Looking beyond numbers, the preliminary conclusion by biochemist is that foldit players are on par, but not better than protein folding experts at trying to solve the same problem with all tools available to them. It also appears that foldit outperformed all fully automated server submissions. Hopefully over time foldit can do even better, but being able to produce solutions of same quality as experts means that the top science research can now also be done outside of labs by game players, significantly speeding up the process of scientific advancement! As developers, we are truly inspired by this.
Of course, we didn't do well on all puzzles, but even this has been very useful to us as we're evolving the game further to significantly improve over these findings.

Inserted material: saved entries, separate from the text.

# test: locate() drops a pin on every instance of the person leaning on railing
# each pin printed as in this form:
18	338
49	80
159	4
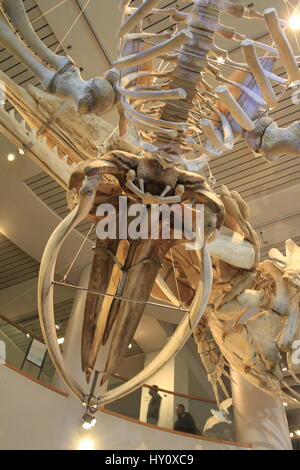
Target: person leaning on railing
154	405
185	422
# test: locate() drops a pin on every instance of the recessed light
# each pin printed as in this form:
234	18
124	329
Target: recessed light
11	157
294	22
86	444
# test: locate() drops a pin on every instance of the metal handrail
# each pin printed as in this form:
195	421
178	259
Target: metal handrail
24	330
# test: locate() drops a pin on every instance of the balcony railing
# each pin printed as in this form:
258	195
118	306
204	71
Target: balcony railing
25	351
135	405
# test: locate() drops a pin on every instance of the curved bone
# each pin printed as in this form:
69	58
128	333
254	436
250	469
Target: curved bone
182	126
45	286
258	72
282	44
177	93
96	95
176	342
137	16
237	112
233	249
17	15
215	135
10	41
149	54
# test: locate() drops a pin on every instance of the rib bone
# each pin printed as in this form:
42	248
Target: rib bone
17	15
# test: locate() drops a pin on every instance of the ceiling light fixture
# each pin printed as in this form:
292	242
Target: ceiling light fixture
88	421
294	22
85	444
11	157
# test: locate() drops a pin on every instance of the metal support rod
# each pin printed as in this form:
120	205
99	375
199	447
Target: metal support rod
101	294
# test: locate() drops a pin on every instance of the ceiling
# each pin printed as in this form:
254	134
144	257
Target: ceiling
32	204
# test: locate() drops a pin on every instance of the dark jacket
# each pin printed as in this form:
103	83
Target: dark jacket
185	423
154	406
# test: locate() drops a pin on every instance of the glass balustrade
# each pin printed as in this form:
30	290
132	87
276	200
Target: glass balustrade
28	353
199	410
25	351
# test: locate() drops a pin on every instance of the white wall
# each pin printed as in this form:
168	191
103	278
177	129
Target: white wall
33	417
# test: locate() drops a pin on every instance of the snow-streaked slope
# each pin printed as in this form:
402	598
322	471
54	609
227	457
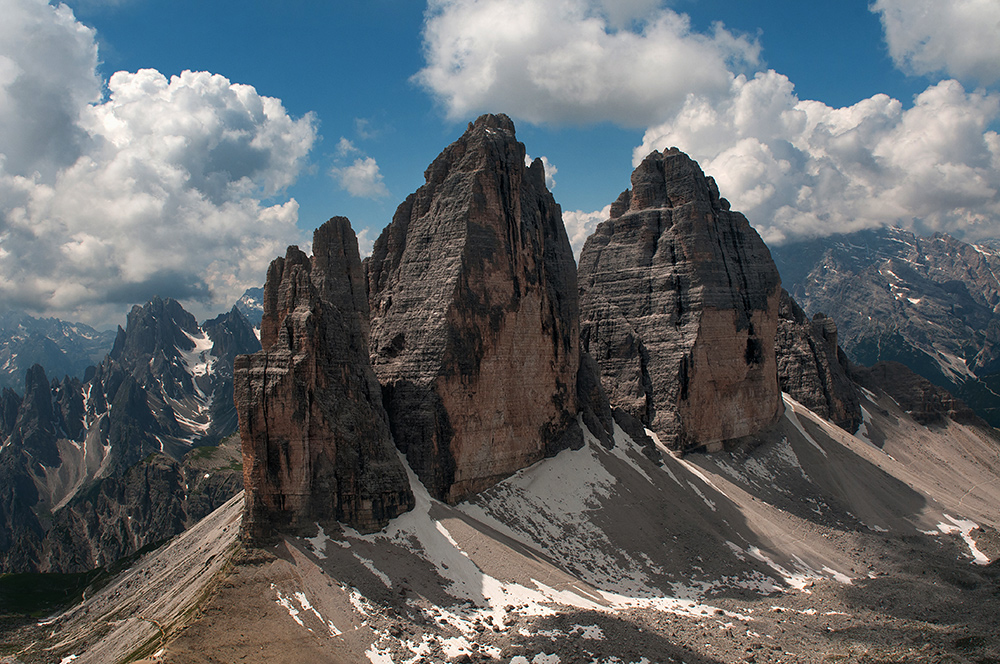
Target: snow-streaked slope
601	555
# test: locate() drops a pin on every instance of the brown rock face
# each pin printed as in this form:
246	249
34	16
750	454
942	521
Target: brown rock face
679	306
812	368
316	442
475	316
925	402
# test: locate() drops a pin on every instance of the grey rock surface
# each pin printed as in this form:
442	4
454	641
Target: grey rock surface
475	316
679	307
812	368
315	436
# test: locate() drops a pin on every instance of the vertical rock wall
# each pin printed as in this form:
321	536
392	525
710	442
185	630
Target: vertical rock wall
812	368
316	442
475	316
679	306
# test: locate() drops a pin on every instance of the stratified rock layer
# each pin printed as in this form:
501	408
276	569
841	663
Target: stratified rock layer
812	368
475	316
679	306
316	442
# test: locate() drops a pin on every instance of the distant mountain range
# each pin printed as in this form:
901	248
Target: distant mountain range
932	304
95	469
64	349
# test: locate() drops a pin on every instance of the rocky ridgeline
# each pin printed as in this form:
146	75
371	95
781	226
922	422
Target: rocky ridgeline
316	442
468	326
94	470
812	367
679	308
475	317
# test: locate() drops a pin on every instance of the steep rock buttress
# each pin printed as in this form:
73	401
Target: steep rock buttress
475	316
316	441
679	307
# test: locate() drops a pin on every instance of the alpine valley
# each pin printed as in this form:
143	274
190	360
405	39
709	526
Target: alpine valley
468	447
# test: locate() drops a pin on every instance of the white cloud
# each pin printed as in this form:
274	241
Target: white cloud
550	170
366	242
47	75
161	192
580	225
573	61
346	148
801	168
362	179
958	37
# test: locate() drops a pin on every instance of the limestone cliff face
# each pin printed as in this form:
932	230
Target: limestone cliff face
475	316
679	306
812	368
316	442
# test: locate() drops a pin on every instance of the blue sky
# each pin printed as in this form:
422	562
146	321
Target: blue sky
123	177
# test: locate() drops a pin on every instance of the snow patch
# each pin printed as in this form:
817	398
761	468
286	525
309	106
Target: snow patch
964	527
791	414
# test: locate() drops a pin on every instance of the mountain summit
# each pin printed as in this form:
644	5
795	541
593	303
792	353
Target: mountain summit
475	316
680	308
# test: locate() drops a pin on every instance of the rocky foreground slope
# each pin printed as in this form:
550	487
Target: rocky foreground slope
545	526
808	545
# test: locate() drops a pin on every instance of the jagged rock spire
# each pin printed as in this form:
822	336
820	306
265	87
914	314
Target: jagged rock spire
475	316
679	306
316	442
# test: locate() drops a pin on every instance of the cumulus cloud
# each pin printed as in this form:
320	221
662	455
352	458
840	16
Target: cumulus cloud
580	225
362	179
960	37
158	189
573	61
47	75
800	168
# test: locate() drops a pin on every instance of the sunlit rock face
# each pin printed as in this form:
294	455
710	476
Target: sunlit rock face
475	316
679	307
812	368
316	441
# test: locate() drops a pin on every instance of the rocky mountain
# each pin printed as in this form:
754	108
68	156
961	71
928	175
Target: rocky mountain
251	305
475	317
812	367
852	519
806	545
316	441
679	307
932	304
64	349
98	468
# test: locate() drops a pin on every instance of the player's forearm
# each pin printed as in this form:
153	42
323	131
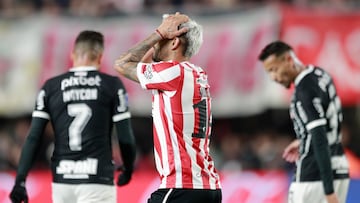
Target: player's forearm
323	158
126	64
30	148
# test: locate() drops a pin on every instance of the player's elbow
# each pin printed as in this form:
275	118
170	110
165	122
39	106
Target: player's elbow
119	66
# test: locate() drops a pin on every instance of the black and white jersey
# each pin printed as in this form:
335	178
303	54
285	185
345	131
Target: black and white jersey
315	103
82	105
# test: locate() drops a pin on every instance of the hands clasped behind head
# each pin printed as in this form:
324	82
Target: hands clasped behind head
169	27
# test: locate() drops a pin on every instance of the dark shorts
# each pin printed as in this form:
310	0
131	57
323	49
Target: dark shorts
175	195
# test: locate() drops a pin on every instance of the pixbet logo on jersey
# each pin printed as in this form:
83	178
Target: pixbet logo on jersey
77	81
77	169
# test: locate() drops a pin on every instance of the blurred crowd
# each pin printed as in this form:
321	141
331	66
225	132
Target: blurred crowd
244	143
105	8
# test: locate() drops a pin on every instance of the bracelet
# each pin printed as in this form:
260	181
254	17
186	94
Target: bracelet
159	33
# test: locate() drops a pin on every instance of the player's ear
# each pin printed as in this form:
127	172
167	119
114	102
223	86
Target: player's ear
176	42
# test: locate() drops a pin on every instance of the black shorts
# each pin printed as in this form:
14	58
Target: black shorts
175	195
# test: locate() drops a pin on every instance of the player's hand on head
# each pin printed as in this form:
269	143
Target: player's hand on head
124	178
169	27
18	193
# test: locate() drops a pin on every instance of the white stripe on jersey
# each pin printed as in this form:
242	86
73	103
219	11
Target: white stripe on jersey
189	121
41	114
121	116
162	138
158	163
315	123
174	143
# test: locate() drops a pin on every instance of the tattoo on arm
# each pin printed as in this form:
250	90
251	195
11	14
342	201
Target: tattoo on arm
126	63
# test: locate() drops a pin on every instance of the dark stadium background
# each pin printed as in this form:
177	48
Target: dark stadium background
251	124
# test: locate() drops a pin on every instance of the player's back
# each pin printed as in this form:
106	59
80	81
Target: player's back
81	104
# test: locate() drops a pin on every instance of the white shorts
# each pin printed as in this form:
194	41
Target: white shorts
306	192
83	193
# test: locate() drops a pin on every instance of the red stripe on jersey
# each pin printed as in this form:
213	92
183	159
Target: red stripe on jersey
158	67
200	161
186	163
157	148
171	178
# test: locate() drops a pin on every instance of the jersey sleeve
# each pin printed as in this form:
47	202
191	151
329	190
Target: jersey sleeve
121	106
311	111
162	76
41	106
310	107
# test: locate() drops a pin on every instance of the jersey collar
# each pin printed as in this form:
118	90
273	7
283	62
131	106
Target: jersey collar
83	68
303	73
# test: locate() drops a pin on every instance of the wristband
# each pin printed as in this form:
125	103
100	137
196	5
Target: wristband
159	33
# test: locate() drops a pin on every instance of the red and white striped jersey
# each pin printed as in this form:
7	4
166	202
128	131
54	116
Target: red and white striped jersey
181	111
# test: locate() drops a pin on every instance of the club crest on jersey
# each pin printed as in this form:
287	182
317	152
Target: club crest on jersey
148	72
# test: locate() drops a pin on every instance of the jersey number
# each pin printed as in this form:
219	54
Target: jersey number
82	114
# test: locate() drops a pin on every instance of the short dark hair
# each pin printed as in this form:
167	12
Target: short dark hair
276	47
91	42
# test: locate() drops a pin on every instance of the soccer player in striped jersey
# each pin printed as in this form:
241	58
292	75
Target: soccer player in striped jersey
82	105
181	110
322	173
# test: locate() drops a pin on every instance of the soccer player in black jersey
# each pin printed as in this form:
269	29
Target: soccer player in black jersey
82	105
322	169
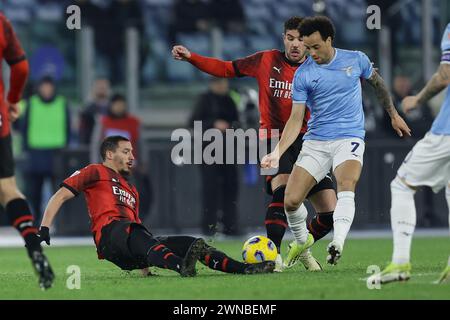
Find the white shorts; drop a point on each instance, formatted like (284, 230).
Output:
(428, 163)
(317, 157)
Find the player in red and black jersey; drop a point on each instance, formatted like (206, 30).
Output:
(119, 235)
(14, 202)
(274, 71)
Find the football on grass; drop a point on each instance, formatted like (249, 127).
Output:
(258, 249)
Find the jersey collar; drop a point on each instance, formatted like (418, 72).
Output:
(293, 64)
(332, 60)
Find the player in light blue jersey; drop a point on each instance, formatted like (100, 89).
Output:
(428, 164)
(329, 84)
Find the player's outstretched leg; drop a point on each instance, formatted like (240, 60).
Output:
(276, 223)
(297, 223)
(20, 217)
(403, 222)
(445, 275)
(158, 254)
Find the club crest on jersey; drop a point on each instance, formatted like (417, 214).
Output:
(124, 196)
(348, 71)
(283, 89)
(75, 173)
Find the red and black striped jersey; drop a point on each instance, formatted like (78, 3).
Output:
(274, 73)
(108, 195)
(12, 52)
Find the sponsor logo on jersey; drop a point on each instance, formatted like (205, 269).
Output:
(348, 71)
(283, 89)
(124, 196)
(75, 173)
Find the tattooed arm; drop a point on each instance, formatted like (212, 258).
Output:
(384, 97)
(436, 84)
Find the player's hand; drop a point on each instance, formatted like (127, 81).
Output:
(180, 53)
(400, 126)
(146, 272)
(14, 111)
(409, 103)
(270, 160)
(44, 235)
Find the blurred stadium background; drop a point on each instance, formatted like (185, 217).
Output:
(163, 92)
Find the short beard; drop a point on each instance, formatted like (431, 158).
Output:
(124, 173)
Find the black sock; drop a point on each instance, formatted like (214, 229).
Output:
(321, 225)
(161, 256)
(218, 260)
(143, 244)
(276, 222)
(20, 217)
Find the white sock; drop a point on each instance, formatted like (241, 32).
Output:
(403, 220)
(447, 197)
(343, 215)
(297, 223)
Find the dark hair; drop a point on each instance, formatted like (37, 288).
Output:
(292, 23)
(321, 24)
(118, 97)
(110, 144)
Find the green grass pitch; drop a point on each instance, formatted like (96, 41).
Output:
(103, 280)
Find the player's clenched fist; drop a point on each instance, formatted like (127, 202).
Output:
(270, 160)
(409, 103)
(400, 126)
(180, 53)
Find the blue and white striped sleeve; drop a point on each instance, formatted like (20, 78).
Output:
(445, 46)
(299, 88)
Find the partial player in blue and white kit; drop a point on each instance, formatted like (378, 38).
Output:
(329, 83)
(427, 164)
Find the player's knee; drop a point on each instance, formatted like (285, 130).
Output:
(347, 184)
(399, 186)
(291, 204)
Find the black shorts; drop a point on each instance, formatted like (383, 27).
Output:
(6, 157)
(287, 162)
(114, 244)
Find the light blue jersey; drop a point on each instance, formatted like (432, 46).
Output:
(333, 94)
(441, 125)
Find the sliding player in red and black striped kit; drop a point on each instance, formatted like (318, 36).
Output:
(274, 71)
(119, 235)
(14, 202)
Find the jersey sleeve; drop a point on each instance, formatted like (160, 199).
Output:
(365, 65)
(248, 66)
(81, 179)
(299, 87)
(445, 46)
(12, 52)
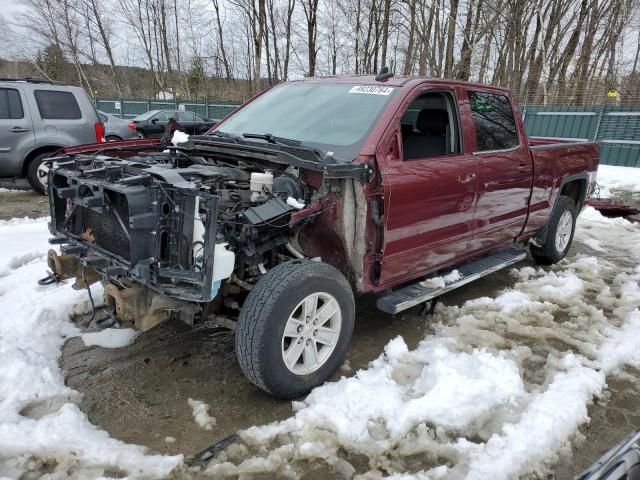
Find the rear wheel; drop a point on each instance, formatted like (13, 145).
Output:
(562, 226)
(37, 173)
(294, 327)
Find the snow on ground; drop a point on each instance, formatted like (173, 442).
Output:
(110, 337)
(611, 178)
(40, 420)
(498, 390)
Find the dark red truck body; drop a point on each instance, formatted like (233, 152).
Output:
(436, 212)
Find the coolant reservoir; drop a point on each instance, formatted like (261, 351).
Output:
(223, 262)
(261, 181)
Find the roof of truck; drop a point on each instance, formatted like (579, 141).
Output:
(395, 81)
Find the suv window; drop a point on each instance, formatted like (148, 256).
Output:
(10, 104)
(186, 117)
(57, 105)
(493, 118)
(163, 117)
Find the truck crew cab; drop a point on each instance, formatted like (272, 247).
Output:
(311, 193)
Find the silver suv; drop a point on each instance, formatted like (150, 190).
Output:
(38, 118)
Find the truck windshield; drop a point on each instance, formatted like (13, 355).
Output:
(334, 119)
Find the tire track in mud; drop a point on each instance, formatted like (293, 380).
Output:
(557, 325)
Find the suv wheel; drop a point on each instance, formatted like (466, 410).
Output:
(37, 173)
(562, 225)
(294, 327)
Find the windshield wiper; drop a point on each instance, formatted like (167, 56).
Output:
(218, 133)
(271, 138)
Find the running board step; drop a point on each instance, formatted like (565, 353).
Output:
(420, 292)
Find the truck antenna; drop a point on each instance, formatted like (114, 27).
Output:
(384, 74)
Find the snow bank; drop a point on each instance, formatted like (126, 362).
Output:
(496, 391)
(611, 177)
(110, 337)
(40, 421)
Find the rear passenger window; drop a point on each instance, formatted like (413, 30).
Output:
(57, 105)
(10, 104)
(493, 118)
(429, 127)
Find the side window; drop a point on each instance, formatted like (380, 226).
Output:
(163, 117)
(185, 117)
(57, 105)
(493, 118)
(10, 104)
(430, 127)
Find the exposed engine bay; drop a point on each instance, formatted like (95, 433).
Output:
(190, 224)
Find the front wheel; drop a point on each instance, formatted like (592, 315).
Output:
(294, 327)
(562, 225)
(38, 173)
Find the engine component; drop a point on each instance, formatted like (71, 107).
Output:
(144, 308)
(261, 181)
(266, 212)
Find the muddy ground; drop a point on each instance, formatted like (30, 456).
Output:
(139, 393)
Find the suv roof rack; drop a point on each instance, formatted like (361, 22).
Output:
(27, 79)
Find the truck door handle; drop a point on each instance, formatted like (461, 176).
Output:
(466, 178)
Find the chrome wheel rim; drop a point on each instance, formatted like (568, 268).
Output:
(563, 232)
(43, 174)
(311, 333)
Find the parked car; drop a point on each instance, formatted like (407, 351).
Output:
(152, 123)
(116, 129)
(38, 118)
(311, 193)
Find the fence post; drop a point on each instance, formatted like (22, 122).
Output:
(599, 121)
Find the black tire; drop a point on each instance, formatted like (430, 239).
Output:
(264, 315)
(549, 253)
(32, 173)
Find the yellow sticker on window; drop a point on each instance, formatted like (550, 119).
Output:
(371, 89)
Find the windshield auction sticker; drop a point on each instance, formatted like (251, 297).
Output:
(371, 89)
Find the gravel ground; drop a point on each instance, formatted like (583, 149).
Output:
(139, 393)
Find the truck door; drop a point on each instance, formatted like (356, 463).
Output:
(16, 131)
(505, 170)
(429, 188)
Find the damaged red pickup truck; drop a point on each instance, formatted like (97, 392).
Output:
(308, 194)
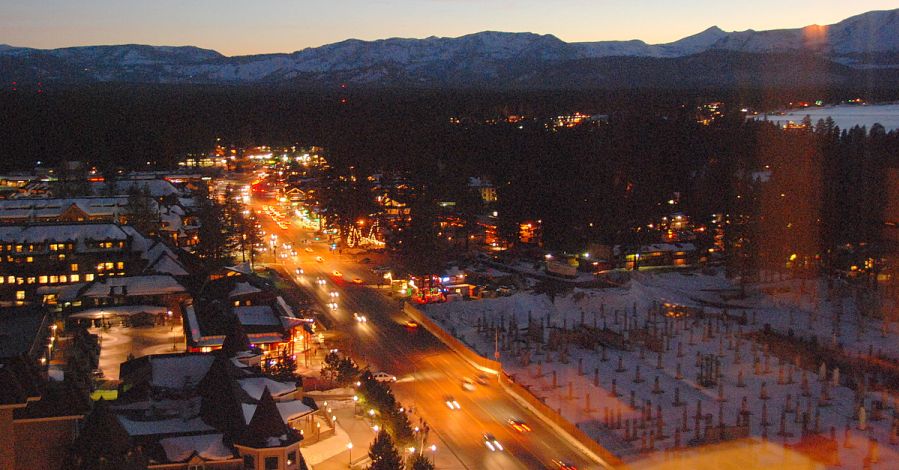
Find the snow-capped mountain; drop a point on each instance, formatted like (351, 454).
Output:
(488, 58)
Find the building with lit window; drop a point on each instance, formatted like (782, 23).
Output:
(67, 210)
(32, 256)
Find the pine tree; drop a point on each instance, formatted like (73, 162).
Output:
(383, 454)
(420, 462)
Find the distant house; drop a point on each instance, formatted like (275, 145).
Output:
(32, 256)
(268, 321)
(66, 210)
(38, 419)
(657, 254)
(484, 188)
(189, 410)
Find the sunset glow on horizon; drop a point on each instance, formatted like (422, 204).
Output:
(271, 26)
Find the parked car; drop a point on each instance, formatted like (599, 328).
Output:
(384, 377)
(491, 443)
(452, 404)
(519, 425)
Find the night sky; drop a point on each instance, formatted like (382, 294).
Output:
(259, 26)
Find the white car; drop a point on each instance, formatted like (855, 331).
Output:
(492, 443)
(384, 377)
(452, 404)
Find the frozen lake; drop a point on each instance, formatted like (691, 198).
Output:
(846, 116)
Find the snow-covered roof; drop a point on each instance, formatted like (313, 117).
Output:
(243, 288)
(207, 446)
(255, 385)
(64, 292)
(260, 315)
(54, 207)
(289, 410)
(60, 233)
(174, 372)
(123, 311)
(167, 264)
(163, 426)
(667, 247)
(156, 187)
(134, 286)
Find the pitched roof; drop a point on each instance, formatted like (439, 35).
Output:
(101, 435)
(207, 446)
(267, 427)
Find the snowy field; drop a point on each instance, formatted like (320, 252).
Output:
(632, 366)
(846, 117)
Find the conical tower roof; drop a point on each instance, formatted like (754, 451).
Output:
(267, 427)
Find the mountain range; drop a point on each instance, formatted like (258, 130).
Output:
(865, 45)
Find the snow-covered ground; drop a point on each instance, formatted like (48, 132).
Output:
(683, 314)
(845, 116)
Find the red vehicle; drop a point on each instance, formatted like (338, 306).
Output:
(519, 425)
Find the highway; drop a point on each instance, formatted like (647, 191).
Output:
(427, 371)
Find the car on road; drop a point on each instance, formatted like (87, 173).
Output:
(452, 404)
(383, 377)
(563, 465)
(492, 443)
(519, 425)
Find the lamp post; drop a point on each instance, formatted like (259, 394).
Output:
(171, 328)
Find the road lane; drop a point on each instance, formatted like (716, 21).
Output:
(427, 370)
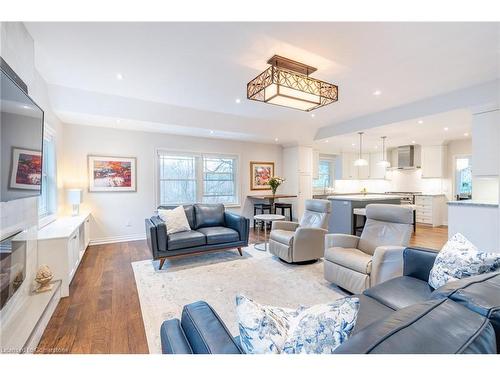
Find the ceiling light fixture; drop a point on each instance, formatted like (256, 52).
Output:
(360, 162)
(287, 83)
(384, 162)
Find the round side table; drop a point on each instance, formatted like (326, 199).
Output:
(265, 218)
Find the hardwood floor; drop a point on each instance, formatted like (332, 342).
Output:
(102, 313)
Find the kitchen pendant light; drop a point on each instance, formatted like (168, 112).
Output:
(287, 83)
(360, 162)
(384, 162)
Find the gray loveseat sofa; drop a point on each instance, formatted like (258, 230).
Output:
(212, 228)
(402, 315)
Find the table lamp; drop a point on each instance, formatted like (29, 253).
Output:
(75, 198)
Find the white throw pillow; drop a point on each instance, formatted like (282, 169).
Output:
(459, 258)
(317, 329)
(176, 220)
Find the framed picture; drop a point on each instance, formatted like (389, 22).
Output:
(26, 169)
(112, 174)
(260, 173)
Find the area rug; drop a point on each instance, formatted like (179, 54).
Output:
(217, 278)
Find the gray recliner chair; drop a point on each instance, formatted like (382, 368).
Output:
(304, 241)
(357, 263)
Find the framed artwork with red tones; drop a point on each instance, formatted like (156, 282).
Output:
(26, 170)
(260, 173)
(112, 174)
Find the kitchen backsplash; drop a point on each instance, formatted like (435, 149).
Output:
(398, 180)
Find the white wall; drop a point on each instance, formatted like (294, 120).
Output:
(120, 216)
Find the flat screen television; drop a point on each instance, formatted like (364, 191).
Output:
(21, 139)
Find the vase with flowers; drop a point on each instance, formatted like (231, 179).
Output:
(274, 183)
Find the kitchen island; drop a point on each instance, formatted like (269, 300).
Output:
(342, 219)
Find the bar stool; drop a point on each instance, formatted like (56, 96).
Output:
(262, 208)
(283, 207)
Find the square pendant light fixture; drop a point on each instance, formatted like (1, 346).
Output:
(287, 83)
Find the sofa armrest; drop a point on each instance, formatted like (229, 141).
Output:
(418, 262)
(341, 240)
(173, 339)
(387, 263)
(285, 225)
(239, 223)
(308, 243)
(205, 331)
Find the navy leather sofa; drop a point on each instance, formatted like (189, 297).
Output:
(212, 228)
(402, 315)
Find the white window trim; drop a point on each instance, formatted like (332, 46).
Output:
(238, 182)
(50, 133)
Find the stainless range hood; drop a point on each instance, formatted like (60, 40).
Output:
(408, 157)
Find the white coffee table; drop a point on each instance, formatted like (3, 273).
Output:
(265, 218)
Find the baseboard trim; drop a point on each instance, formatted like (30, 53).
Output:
(114, 239)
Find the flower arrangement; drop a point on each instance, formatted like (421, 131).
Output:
(274, 182)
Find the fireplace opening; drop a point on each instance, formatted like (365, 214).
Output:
(12, 267)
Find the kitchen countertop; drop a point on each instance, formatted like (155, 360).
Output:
(472, 202)
(367, 197)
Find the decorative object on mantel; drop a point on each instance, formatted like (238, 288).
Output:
(112, 174)
(287, 83)
(274, 182)
(260, 174)
(75, 198)
(360, 162)
(43, 277)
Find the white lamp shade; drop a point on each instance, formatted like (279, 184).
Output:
(75, 196)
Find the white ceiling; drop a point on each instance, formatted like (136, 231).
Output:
(205, 66)
(431, 130)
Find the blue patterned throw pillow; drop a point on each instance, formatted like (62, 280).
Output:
(317, 329)
(459, 258)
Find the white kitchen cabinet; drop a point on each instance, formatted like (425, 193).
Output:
(62, 245)
(486, 144)
(433, 161)
(376, 171)
(431, 209)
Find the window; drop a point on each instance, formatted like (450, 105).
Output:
(47, 203)
(190, 178)
(325, 175)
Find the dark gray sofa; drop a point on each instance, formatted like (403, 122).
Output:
(402, 315)
(212, 228)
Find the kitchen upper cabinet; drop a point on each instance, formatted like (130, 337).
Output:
(364, 171)
(433, 161)
(486, 144)
(376, 171)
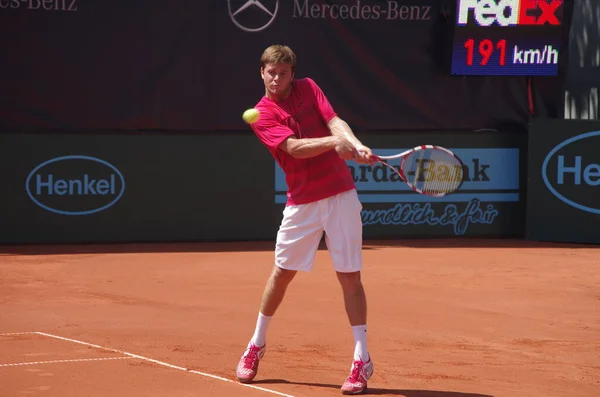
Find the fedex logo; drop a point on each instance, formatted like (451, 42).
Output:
(509, 12)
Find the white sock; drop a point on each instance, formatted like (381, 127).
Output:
(361, 352)
(260, 333)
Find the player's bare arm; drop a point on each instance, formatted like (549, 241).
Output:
(339, 127)
(310, 147)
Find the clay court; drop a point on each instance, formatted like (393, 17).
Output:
(448, 318)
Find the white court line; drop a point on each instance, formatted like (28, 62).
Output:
(163, 364)
(65, 361)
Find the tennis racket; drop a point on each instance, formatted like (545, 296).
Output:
(427, 169)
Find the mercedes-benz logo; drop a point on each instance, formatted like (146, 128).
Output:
(267, 13)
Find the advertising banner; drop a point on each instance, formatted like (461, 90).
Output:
(60, 188)
(489, 203)
(107, 187)
(563, 189)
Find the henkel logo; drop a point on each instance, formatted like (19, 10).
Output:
(75, 185)
(510, 12)
(571, 172)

Some caveats that should be mentioned:
- there is a considerable amount of discussion over what is the best way to score the quality of the solution, and GDT_TS is just one of them that CASP8 sorts their solutions by. The ranking would be slightly different with different metrics, but the overall conclusion should not change.
- it is possible that the specific starting point including all the constraint bands played a significant role in the success of foldit solutions, and we may have gotten a particularly good one from the Baker lab. To understand this better, we'll be introducing new puzzles (more on that tomorrow).
- foldit did not have the sequence allignment tool that is fundamental for protein prediction. Scientists use sequence alighment a lot to find the best score. For next CASP challenge we will make sure that these tools are also part of the game, which should significantly enable the gameplay and the resulting proteins.